Martedì 14 maggio ho avuto il piacere di moderare un incontro con Sergio Fabbrini, professore di Scienza Politica e Relazioni internazionali all’Universita’ LUISS di Roma, editorialista de Il Sole 24 Ore, sul tema ‘Crocevia Europa’. Fabbrini è uno degli studiosi in materia piu conosciuto nel mondo. Ha ricevuto nel 2017 a Ventotene il premio “Altiero Spinelli”. Di seguito la trascrizione della mia introduzione
Mancano ormai pochi giorni al voto europeo di domenica 26 e il nostro intento non è certo quello di aggiungere un’altra voce, particolarmente intelligente o particolarmente polemica al crescendo di accuse, difese, critiche e confronti cui tutti noi assistiamo.
A un certo punto ci troveremo dentro un seggio elettorale con la matita in mano a tracciare un segno, ma l’ingenua baldanza che muove questo incontro, oltre ad offrire elementi di conoscenza per arrivare a un voto con le idee più chiare, è quello di lavorare sulla posta in gioco: la persona, di cui anche la politica è parte.
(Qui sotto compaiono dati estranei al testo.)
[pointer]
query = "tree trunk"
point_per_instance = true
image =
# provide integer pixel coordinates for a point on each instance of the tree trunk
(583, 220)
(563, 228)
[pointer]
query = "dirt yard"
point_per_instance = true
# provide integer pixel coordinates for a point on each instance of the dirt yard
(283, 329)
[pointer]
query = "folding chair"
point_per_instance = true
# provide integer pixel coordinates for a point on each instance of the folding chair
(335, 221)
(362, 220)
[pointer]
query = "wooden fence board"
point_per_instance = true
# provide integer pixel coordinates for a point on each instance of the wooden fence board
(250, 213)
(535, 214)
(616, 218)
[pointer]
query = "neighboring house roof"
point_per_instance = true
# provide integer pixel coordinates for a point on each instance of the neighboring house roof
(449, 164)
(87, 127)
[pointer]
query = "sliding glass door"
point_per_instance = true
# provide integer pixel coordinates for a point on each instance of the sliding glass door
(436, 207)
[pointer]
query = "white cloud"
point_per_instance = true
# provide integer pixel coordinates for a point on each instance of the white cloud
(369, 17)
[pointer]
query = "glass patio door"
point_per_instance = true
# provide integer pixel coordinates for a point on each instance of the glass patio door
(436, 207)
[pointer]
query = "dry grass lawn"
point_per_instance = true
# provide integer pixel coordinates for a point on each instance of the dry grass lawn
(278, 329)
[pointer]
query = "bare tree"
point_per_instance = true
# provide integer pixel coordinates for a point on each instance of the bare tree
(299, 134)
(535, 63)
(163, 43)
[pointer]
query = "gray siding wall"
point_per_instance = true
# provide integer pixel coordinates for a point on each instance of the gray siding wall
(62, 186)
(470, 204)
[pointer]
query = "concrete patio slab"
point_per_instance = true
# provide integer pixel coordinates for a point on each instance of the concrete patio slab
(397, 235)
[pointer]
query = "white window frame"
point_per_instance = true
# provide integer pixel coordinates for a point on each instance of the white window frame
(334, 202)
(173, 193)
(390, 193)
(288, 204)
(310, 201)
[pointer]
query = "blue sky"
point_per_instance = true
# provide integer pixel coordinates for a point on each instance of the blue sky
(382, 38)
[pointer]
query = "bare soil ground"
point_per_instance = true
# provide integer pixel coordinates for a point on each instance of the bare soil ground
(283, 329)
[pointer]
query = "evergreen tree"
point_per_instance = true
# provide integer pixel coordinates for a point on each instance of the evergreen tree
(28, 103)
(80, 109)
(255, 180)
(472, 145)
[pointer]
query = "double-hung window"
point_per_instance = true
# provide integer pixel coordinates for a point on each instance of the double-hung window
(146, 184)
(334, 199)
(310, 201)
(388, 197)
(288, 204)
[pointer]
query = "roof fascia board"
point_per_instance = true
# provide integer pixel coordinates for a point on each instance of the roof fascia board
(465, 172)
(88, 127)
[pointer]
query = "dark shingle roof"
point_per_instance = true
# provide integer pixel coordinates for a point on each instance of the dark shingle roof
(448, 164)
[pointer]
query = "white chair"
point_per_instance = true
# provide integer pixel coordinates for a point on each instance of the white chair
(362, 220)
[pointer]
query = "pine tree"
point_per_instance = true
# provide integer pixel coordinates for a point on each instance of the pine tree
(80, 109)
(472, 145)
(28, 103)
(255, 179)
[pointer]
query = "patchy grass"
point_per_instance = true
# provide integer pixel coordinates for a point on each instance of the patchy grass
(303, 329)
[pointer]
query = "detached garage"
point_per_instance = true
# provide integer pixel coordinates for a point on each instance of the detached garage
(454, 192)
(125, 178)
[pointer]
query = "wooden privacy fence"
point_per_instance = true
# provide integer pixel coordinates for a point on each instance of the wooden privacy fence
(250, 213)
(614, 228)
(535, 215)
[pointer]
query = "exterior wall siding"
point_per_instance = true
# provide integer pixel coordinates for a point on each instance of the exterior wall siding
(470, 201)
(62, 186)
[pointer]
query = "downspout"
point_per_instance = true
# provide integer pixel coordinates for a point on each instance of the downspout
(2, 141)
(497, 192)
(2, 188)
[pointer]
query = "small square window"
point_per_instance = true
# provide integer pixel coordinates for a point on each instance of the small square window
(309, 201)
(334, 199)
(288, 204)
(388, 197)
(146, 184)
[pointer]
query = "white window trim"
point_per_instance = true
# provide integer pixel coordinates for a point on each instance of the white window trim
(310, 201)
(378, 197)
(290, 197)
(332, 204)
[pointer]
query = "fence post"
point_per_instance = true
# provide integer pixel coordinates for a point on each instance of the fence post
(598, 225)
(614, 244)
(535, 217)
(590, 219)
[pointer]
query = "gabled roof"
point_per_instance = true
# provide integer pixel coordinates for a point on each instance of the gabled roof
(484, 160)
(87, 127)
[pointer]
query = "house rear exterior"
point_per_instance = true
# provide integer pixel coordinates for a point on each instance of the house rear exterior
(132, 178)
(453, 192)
Per far si che che quando ci sveglieremo la mattina del 27 (anche se il voto è differito nei vari paesi, lo spoglio è simultaneo ) non ci si trovi sotto lo scacco di un moralismo (dovevo fare di più), di un senso di colpa (non è come mi immaginavo) o di un menefreghismo dilagante (tanto non cambia niente).
Una posizione che ‘stia’ davanti alle varie sfide della storia.
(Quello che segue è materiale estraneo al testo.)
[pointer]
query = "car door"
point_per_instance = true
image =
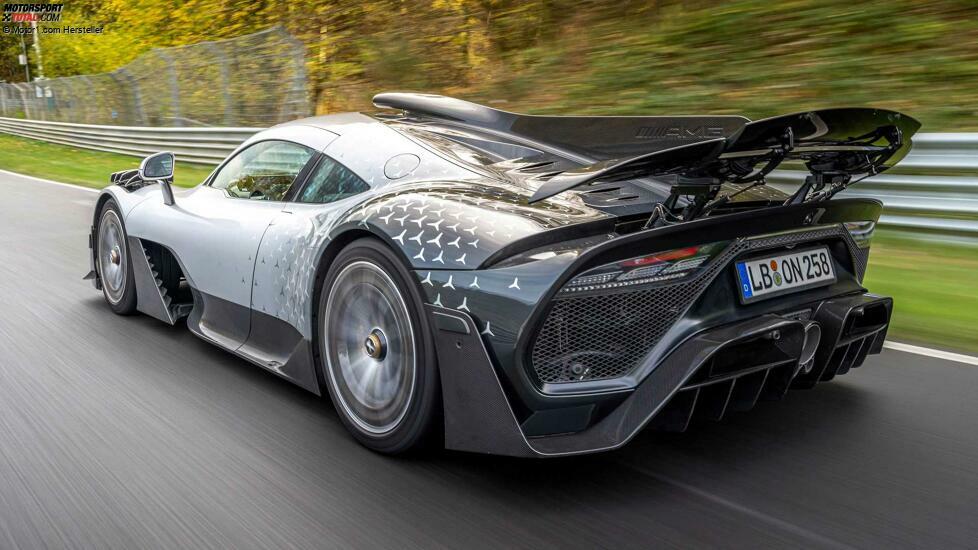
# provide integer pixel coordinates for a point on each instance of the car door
(291, 245)
(215, 230)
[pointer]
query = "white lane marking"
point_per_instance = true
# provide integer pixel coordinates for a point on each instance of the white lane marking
(52, 182)
(936, 353)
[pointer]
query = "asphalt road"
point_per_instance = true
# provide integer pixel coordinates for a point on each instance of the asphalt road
(126, 433)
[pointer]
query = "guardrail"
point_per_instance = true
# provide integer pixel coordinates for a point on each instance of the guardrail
(935, 197)
(204, 145)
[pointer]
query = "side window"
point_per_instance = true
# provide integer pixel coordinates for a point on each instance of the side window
(264, 171)
(331, 182)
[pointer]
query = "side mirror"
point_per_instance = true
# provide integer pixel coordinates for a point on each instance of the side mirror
(159, 167)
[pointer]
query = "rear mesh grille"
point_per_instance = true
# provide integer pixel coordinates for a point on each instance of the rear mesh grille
(604, 336)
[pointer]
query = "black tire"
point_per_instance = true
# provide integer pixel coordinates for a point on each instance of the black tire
(381, 413)
(113, 260)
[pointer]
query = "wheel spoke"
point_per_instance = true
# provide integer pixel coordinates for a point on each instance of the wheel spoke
(374, 374)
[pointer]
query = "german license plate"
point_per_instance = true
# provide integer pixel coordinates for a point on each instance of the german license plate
(784, 273)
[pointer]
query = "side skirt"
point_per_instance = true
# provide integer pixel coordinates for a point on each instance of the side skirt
(270, 343)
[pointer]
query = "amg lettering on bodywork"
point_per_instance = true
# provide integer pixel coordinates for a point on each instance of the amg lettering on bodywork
(679, 132)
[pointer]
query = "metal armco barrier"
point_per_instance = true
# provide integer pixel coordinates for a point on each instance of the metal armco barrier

Nonostante l’Europa abbia garantito a quelli della mia generazione settantacinque anni di pace e sia ancora nel mondo paradigma di alcuni aspetti per nulla scontati (pensate solo al concetto di welfare – sanità e educazione – che sperimentiamo e che non esiste in nessun altra parte del pianeta, Stati Uniti compresi, alla possibilità di libera circolazione di uomini e merci, all’Erasmus per i nostri figli alla difesa dell’ambiente con la lotta alla plastica, alla sicurezza farmaceutica, solo per fare alcuni esempi) eppure queste considerazioni lasciano oggi freddi e ostili un numero crescente di persone.
Ci sono tante ragioni di questo: l’eccesso di burocrazia di Bruxelles, la lentezza delle decisioni di Strasburgo, l’impressione che la sovranità dei 27 Stati membri sia frustrata. A cui si aggiungono i morsi di una crisi economica che ha ridotto capacità di spesa sociale e consumi.
Si potrebbe applicare a quanto sta accadendo all’Europa quella riflessione che il responsabile di Comunione e Liberazione don Julian Carron ripete spesso a proposito del momento attuale. In una società dove i baluardi sociali (famiglia, corpi intermedi) si sfasciano, la politica rinuncia agli ideali a favore dei ‘like’, la cultura non produce novità, si assiste alla fine di quel sogno descritto da Kant: un insieme di valori universali slegati dall’appartenenza alla storia che li aveva generati. Pensate per esempio al valore della “solidarietà “ e a che cosa oggi corrisponda nella pratica incontrando l’altro, il diverso, il migrante.
“Europa oggi chi sei?” si è chiesto Papa Francesco ricevendo il Premio Carlo Magno e soprattutto “dove vuoi andare?”
Eppure non tutto è perduto. Mi ha molto colpito poche settimane fa la reazione davanti all’incendio della cattedrale di Notre Dame (che è un simbolo di una delle due anime europee: la greco-illuminista e la giudaico-cristiana). Tutti, non solo i cristiani,si sono sentiti interrogati. E si sono mossi di conseguenza: chi pregando, chi donando soldi. Poi uno ha vissuto quel fatto come momento di nostalgia oppure si e’ chiesto come mai abbia avvertito nella sua anima uno strappo.
Ecco mi sembra che il lavoro di stasera sia un po’ questo: lavorare sulle ragioni di questo ‘strappo’ non con reazioni emotive (in giro ce ne sono anche troppe) ma con una azione di conoscenza.